The 5,000-employee department has offices in all 46 counties and its divisions administer an array of welfare, children's and health programs, including Medicaid.

Because DSS is a Cabinet agency, whose director is appointed by the governor, Wingate said recommendations can be ordered by Sanford without legislative approval.

The 14-member commission is operating with 10 subcommittees staffed by 350 volunteers, some from state government, most from the private sector, Wingate said.

More than 20 people signed up to speak at the hearing. Sanford attended the hearing, sitting in the audience of approximately 60 people.

Craig Stoxen asked for enhanced services for those with autism and Tim Gunter, a Greenville truck driver, urged the panel to bar law enforcement officers from using patrol cars, weapons and uniforms when off duty. "Firefighters don't drive their fire trucks home," he said.
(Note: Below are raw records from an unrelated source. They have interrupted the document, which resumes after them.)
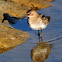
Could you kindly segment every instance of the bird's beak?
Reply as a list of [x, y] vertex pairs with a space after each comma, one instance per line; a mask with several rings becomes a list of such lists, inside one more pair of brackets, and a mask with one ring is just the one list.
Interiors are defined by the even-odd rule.
[[[25, 14], [25, 15], [21, 18], [21, 20], [23, 20], [23, 19], [26, 18], [26, 17], [27, 17], [27, 14]], [[21, 20], [20, 20], [20, 21], [21, 21]]]

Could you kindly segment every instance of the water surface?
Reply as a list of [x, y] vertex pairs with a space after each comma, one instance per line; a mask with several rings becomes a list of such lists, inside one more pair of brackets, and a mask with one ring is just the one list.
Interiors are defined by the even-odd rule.
[[[53, 6], [37, 11], [38, 13], [51, 16], [49, 25], [42, 32], [43, 41], [50, 42], [36, 44], [39, 42], [37, 31], [32, 30], [28, 26], [27, 18], [21, 22], [18, 20], [17, 24], [12, 26], [28, 32], [31, 36], [24, 44], [0, 54], [0, 62], [33, 62], [32, 60], [34, 59], [31, 59], [31, 57], [36, 58], [36, 61], [43, 59], [44, 62], [62, 62], [62, 0], [56, 0], [51, 4]], [[34, 49], [36, 53], [38, 47], [40, 51], [46, 51], [43, 56], [39, 56], [41, 59], [37, 58], [37, 55], [36, 57], [32, 56], [34, 54], [32, 50]], [[40, 55], [42, 54], [43, 52]]]

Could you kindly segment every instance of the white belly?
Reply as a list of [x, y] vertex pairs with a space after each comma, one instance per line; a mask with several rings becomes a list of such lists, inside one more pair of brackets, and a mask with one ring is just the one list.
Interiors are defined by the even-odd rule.
[[32, 29], [34, 30], [41, 30], [41, 29], [45, 29], [47, 25], [45, 25], [43, 22], [29, 22], [29, 25]]

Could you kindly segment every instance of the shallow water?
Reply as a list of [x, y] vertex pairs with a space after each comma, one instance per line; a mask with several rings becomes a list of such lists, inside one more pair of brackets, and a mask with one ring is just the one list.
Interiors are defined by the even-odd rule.
[[[62, 0], [56, 0], [51, 4], [53, 5], [52, 7], [37, 11], [38, 13], [51, 16], [49, 25], [42, 32], [42, 38], [45, 43], [36, 44], [39, 42], [37, 31], [32, 30], [28, 26], [27, 19], [23, 19], [21, 22], [18, 20], [17, 24], [12, 26], [28, 32], [31, 36], [24, 44], [0, 54], [0, 62], [33, 62], [33, 57], [36, 61], [39, 60], [40, 62], [42, 62], [42, 60], [45, 60], [44, 62], [62, 62]], [[32, 50], [35, 52], [32, 52]], [[46, 54], [43, 54], [43, 52], [40, 53], [40, 50]], [[38, 51], [40, 55], [43, 54], [43, 56], [39, 55], [38, 58], [36, 51]], [[36, 57], [33, 55], [34, 53], [36, 53]]]

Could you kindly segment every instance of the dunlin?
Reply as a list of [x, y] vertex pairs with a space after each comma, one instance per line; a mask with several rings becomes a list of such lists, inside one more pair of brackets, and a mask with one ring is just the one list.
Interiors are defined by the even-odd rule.
[[[38, 30], [38, 35], [41, 36], [42, 29], [45, 29], [50, 21], [50, 16], [38, 14], [34, 9], [31, 9], [27, 12], [27, 17], [29, 26], [34, 30]], [[39, 30], [41, 30], [41, 33], [39, 33]]]

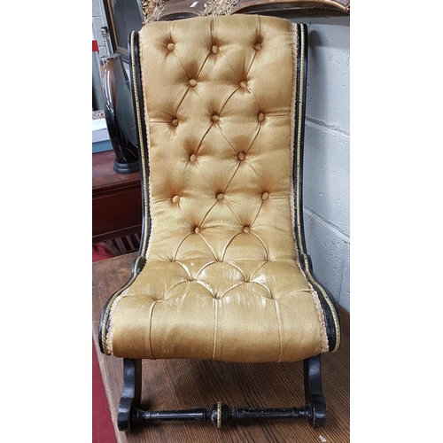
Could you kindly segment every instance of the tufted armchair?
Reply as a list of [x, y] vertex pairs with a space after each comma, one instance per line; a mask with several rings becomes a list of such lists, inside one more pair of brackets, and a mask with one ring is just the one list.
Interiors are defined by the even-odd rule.
[[[147, 23], [129, 37], [144, 223], [100, 322], [124, 360], [119, 427], [304, 417], [324, 424], [320, 354], [340, 343], [302, 217], [305, 25], [257, 15]], [[305, 362], [307, 404], [143, 411], [142, 359]]]

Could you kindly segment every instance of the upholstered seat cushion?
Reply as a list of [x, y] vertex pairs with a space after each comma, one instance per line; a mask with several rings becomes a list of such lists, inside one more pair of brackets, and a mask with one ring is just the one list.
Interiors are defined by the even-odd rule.
[[140, 32], [151, 224], [143, 270], [108, 307], [106, 353], [283, 361], [329, 350], [294, 235], [293, 31], [234, 15]]

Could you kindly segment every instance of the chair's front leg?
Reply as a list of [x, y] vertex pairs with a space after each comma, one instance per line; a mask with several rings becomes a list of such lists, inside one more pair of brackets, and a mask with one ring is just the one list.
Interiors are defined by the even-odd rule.
[[119, 403], [117, 424], [120, 431], [132, 431], [140, 407], [142, 360], [123, 359], [123, 388]]
[[322, 387], [322, 366], [320, 354], [303, 361], [305, 399], [311, 408], [309, 423], [314, 427], [324, 426], [326, 403]]

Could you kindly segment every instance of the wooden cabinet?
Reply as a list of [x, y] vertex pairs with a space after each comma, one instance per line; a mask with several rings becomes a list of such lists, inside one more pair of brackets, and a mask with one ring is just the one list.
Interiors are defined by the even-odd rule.
[[117, 174], [113, 151], [92, 154], [92, 243], [142, 230], [140, 173]]

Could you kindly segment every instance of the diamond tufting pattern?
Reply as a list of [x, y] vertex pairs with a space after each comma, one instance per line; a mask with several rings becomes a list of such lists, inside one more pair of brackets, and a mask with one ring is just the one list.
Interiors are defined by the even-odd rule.
[[328, 350], [297, 261], [296, 35], [233, 15], [140, 32], [151, 232], [113, 300], [106, 351], [131, 358], [297, 361]]

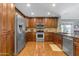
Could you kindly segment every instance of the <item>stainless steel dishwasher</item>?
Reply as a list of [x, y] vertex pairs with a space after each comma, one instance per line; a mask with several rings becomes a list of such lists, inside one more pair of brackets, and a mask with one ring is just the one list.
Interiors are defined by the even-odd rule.
[[69, 36], [63, 36], [63, 51], [69, 55], [73, 56], [73, 38]]

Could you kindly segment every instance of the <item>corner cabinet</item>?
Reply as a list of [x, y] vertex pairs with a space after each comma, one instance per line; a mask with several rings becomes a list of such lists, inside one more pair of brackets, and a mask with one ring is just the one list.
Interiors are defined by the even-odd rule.
[[14, 53], [15, 5], [0, 3], [0, 55]]
[[58, 18], [55, 17], [36, 17], [36, 18], [28, 18], [28, 27], [34, 28], [36, 24], [41, 23], [44, 24], [46, 28], [57, 28], [58, 26]]

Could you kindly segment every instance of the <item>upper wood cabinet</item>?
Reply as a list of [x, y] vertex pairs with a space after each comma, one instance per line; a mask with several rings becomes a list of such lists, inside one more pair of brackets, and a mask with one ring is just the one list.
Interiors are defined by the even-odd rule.
[[28, 19], [28, 27], [33, 28], [36, 27], [36, 24], [41, 23], [44, 24], [47, 28], [57, 28], [58, 19], [57, 18], [29, 18]]
[[0, 3], [0, 55], [14, 54], [15, 5]]
[[58, 26], [58, 19], [56, 18], [45, 18], [45, 27], [47, 28], [57, 28]]

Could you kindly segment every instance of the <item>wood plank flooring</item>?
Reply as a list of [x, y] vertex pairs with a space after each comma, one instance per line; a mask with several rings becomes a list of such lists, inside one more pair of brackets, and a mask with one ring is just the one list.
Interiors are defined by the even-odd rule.
[[66, 56], [63, 51], [53, 51], [53, 42], [27, 42], [18, 56]]

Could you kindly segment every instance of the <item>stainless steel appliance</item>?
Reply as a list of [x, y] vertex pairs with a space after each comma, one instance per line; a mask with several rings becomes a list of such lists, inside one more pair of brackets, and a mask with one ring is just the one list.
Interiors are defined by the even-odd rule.
[[18, 54], [25, 45], [25, 21], [21, 16], [15, 19], [15, 55]]
[[36, 32], [36, 41], [44, 41], [44, 32]]
[[73, 38], [69, 36], [63, 36], [63, 51], [69, 55], [73, 56]]

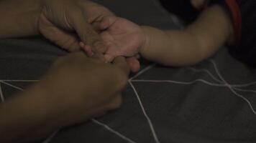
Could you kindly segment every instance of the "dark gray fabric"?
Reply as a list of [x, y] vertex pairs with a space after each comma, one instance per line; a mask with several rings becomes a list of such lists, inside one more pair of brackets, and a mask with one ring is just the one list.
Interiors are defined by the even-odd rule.
[[[120, 16], [139, 24], [163, 29], [175, 27], [170, 22], [165, 11], [160, 9], [159, 5], [155, 5], [158, 3], [152, 0], [98, 1]], [[38, 79], [58, 56], [66, 54], [40, 38], [1, 40], [0, 47], [1, 82], [4, 79]], [[232, 87], [222, 83], [211, 61], [192, 68], [155, 65], [132, 81], [160, 142], [255, 142], [256, 114], [247, 102], [232, 92], [247, 98], [252, 107], [256, 109], [256, 93], [241, 92], [241, 89], [253, 90], [256, 84], [234, 86], [255, 82], [255, 69], [232, 58], [225, 49], [212, 59], [223, 77]], [[142, 69], [152, 64], [147, 61], [142, 63]], [[155, 81], [142, 82], [141, 80]], [[169, 82], [153, 82], [161, 80], [169, 80], [167, 81]], [[22, 89], [33, 83], [6, 82]], [[20, 92], [3, 82], [1, 87], [6, 98]], [[104, 124], [88, 122], [63, 129], [50, 142], [129, 142], [101, 125], [107, 125], [137, 143], [156, 142], [131, 85], [127, 85], [123, 97], [121, 109], [97, 119]]]

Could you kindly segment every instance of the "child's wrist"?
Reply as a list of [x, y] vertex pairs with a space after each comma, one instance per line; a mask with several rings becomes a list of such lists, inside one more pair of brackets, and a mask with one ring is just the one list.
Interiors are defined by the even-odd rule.
[[141, 29], [143, 32], [144, 39], [143, 39], [142, 46], [140, 49], [140, 54], [143, 55], [143, 54], [145, 52], [145, 51], [147, 51], [146, 50], [147, 47], [149, 47], [150, 36], [150, 34], [148, 31], [148, 26], [141, 26]]

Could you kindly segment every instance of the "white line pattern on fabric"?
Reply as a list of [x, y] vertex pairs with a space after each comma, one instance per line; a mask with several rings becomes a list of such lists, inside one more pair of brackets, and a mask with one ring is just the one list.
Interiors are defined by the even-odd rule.
[[[250, 83], [247, 83], [247, 84], [229, 84], [225, 79], [224, 78], [222, 77], [222, 75], [221, 74], [217, 64], [216, 64], [216, 62], [210, 59], [210, 62], [214, 65], [214, 69], [219, 77], [219, 78], [220, 79], [219, 79], [218, 77], [215, 77], [209, 70], [205, 69], [195, 69], [193, 67], [188, 67], [187, 69], [192, 70], [194, 72], [204, 72], [207, 74], [209, 74], [212, 79], [214, 79], [214, 81], [217, 82], [218, 84], [215, 84], [215, 83], [212, 83], [210, 82], [208, 82], [206, 80], [202, 79], [195, 79], [194, 81], [192, 82], [179, 82], [179, 81], [173, 81], [173, 80], [142, 80], [142, 79], [134, 79], [135, 78], [138, 77], [139, 76], [140, 76], [141, 74], [144, 74], [145, 72], [146, 72], [147, 71], [151, 69], [152, 68], [153, 68], [156, 64], [153, 64], [149, 66], [147, 66], [146, 68], [145, 68], [144, 69], [141, 70], [139, 73], [137, 73], [136, 75], [134, 75], [134, 77], [132, 77], [132, 78], [130, 78], [130, 79], [129, 80], [129, 84], [130, 84], [132, 89], [133, 89], [133, 91], [134, 92], [134, 94], [138, 99], [138, 102], [140, 103], [141, 109], [143, 112], [143, 114], [145, 115], [145, 118], [147, 120], [147, 122], [150, 125], [150, 129], [151, 129], [151, 132], [152, 134], [152, 136], [154, 137], [154, 139], [156, 143], [160, 143], [160, 142], [158, 139], [158, 137], [157, 136], [156, 132], [155, 130], [153, 124], [150, 119], [150, 118], [148, 117], [144, 107], [143, 104], [142, 103], [142, 101], [140, 99], [140, 97], [135, 89], [135, 87], [134, 87], [132, 82], [152, 82], [152, 83], [161, 83], [161, 82], [165, 82], [165, 83], [173, 83], [173, 84], [184, 84], [184, 85], [189, 85], [189, 84], [195, 84], [196, 82], [201, 82], [210, 86], [214, 86], [214, 87], [227, 87], [229, 89], [229, 90], [234, 94], [236, 96], [242, 98], [242, 99], [244, 99], [250, 106], [250, 109], [252, 109], [252, 112], [256, 114], [256, 111], [254, 109], [252, 104], [250, 103], [250, 102], [245, 98], [243, 95], [237, 93], [236, 91], [239, 91], [239, 92], [250, 92], [252, 94], [256, 94], [256, 91], [255, 90], [252, 90], [252, 89], [240, 89], [239, 87], [249, 87], [251, 85], [254, 85], [256, 84], [256, 82], [250, 82]], [[8, 82], [38, 82], [38, 80], [9, 80], [9, 79], [5, 79], [5, 80], [0, 80], [0, 97], [1, 97], [1, 99], [2, 101], [4, 101], [4, 97], [3, 94], [3, 92], [2, 92], [2, 84], [6, 84], [8, 86], [10, 86], [14, 89], [23, 91], [24, 89], [21, 87], [19, 87], [17, 86], [13, 85], [10, 83]], [[123, 139], [124, 140], [127, 141], [129, 143], [136, 143], [134, 141], [129, 139], [128, 137], [124, 136], [123, 134], [122, 134], [120, 132], [118, 132], [116, 131], [115, 131], [114, 129], [110, 128], [108, 125], [100, 122], [96, 119], [92, 119], [92, 122], [93, 122], [94, 123], [104, 127], [105, 129], [106, 129], [109, 132], [111, 132], [114, 134], [115, 134], [116, 136], [119, 137], [120, 138]], [[58, 130], [52, 134], [51, 134], [48, 138], [47, 138], [42, 143], [49, 143], [50, 142], [50, 141], [52, 140], [52, 139], [58, 134]]]
[[140, 99], [140, 96], [138, 94], [138, 92], [137, 92], [135, 87], [133, 86], [133, 84], [132, 84], [132, 82], [130, 81], [129, 81], [129, 84], [131, 85], [132, 88], [133, 89], [133, 90], [134, 90], [134, 93], [135, 93], [135, 94], [137, 96], [137, 99], [139, 101], [140, 107], [141, 107], [141, 109], [142, 110], [143, 114], [146, 117], [146, 119], [147, 120], [147, 122], [148, 122], [148, 124], [149, 124], [149, 125], [150, 127], [150, 129], [151, 129], [151, 132], [152, 132], [152, 134], [153, 135], [153, 137], [154, 137], [154, 139], [155, 139], [155, 142], [156, 143], [160, 143], [160, 142], [159, 141], [157, 135], [155, 133], [155, 130], [154, 126], [153, 126], [153, 124], [152, 124], [152, 123], [151, 122], [150, 118], [148, 117], [148, 115], [147, 115], [147, 112], [146, 112], [146, 111], [145, 111], [145, 109], [144, 108], [144, 106], [143, 106], [142, 102], [142, 101]]
[[108, 125], [102, 123], [102, 122], [100, 122], [96, 119], [91, 119], [91, 121], [93, 122], [94, 122], [95, 124], [99, 124], [103, 127], [104, 127], [106, 129], [109, 130], [110, 132], [112, 132], [113, 134], [115, 134], [116, 135], [117, 135], [118, 137], [119, 137], [120, 138], [123, 139], [124, 140], [127, 141], [127, 142], [129, 142], [129, 143], [136, 143], [134, 141], [129, 139], [128, 137], [124, 136], [123, 134], [122, 134], [121, 133], [119, 133], [119, 132], [117, 131], [115, 131], [112, 128], [109, 127]]

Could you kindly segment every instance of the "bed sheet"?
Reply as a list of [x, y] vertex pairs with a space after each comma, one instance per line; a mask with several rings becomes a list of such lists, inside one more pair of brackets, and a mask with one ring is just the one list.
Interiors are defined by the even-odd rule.
[[[179, 27], [155, 0], [96, 1], [140, 24]], [[0, 47], [2, 102], [37, 82], [67, 54], [41, 37], [1, 40]], [[256, 142], [256, 71], [225, 48], [194, 66], [141, 62], [123, 92], [121, 109], [35, 143]]]

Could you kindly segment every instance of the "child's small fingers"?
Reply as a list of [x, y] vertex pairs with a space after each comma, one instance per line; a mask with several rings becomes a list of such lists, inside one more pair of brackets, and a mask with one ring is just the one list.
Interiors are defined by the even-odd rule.
[[83, 46], [85, 46], [84, 43], [83, 41], [80, 41], [79, 42], [79, 46], [81, 47], [81, 48], [83, 48]]
[[86, 51], [86, 54], [88, 56], [93, 56], [93, 52], [91, 51], [91, 46], [88, 45], [84, 45], [83, 46], [83, 49]]
[[105, 54], [104, 58], [105, 58], [105, 60], [106, 61], [106, 62], [111, 62], [114, 59], [114, 57], [113, 56], [109, 55], [109, 54]]

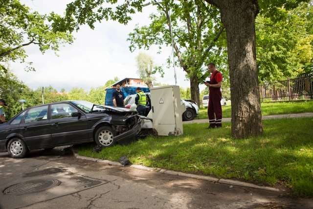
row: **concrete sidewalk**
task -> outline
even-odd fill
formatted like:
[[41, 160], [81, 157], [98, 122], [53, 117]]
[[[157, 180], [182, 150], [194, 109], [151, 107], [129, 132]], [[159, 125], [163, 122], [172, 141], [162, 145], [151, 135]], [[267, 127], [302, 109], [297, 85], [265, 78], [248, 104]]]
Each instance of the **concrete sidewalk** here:
[[[287, 190], [265, 191], [77, 159], [58, 149], [27, 158], [0, 153], [0, 208], [13, 209], [237, 209], [313, 208], [312, 199], [292, 198]], [[33, 183], [23, 193], [4, 193], [16, 184], [54, 180], [53, 187]], [[282, 187], [282, 189], [285, 188]]]
[[[262, 116], [262, 120], [268, 120], [270, 119], [289, 118], [297, 117], [313, 117], [313, 113], [298, 113], [295, 114], [285, 114], [285, 115], [273, 115], [272, 116]], [[223, 118], [223, 122], [230, 122], [230, 117], [225, 117]], [[199, 119], [189, 121], [184, 121], [183, 124], [188, 123], [208, 123], [208, 119]]]

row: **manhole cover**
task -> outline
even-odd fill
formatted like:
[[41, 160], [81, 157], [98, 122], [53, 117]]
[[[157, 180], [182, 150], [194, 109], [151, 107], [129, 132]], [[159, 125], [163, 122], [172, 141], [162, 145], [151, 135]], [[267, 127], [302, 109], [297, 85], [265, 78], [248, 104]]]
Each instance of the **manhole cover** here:
[[4, 194], [28, 194], [53, 188], [60, 184], [60, 181], [53, 179], [28, 181], [9, 186], [3, 193]]

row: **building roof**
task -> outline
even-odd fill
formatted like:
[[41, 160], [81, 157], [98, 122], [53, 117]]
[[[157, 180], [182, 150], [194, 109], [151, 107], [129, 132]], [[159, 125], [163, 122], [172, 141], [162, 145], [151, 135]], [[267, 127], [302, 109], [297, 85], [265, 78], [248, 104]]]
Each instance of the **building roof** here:
[[140, 78], [125, 78], [120, 81], [117, 81], [116, 82], [112, 84], [112, 86], [115, 86], [119, 83], [123, 83], [123, 82], [125, 81], [127, 79], [137, 79], [137, 80], [141, 80]]

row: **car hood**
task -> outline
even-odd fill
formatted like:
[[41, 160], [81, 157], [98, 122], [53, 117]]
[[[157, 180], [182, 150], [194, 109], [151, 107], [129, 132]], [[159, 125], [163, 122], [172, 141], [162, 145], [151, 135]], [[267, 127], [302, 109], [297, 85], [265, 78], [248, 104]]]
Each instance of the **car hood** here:
[[129, 109], [124, 108], [123, 107], [116, 107], [107, 105], [105, 105], [104, 107], [107, 109], [115, 110], [117, 112], [134, 112], [133, 111]]

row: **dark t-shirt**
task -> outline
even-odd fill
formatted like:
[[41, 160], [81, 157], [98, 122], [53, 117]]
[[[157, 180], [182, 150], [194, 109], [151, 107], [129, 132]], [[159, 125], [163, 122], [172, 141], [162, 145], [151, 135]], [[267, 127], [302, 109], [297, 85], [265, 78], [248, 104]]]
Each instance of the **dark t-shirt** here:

Norman Goerlick, who moved to Greenville three years ago after retiring in Pennsylvania, called for a streamlined sentencing system, greater discretion for judges, early release of non-violent criminals and more services for the homeless.

Ann Barber asked the commission to consider ending a requirement that persons state a reason for seeking an absentee voting ballot and Dick Jensen, who said he is a professional educator, suggested ending school bus service for grade nine through 12 in urban areas and switching to private bus companies in rural areas.

R.H. Patterson Sr. requested higher taxes on alcoholic beverages "equal to the social costs" of alcohol consumption.

Suzanne Culp, a Department of Health and Human Services employee, said her section's new computer system consistently malfunctions and lamented the lack of raises for state employees and their declining take-home pay in the face of escalating health insurance premiums. "We're going to lose people," she said.

Ed Allgood of Anderson called for $2 tolls on Interstate highways at the state's borders and Sheldon Herring, a neuropsychologist, asked for funding so Medicaid can help with in-hospital rehabilitation for poor patients with brain injuries.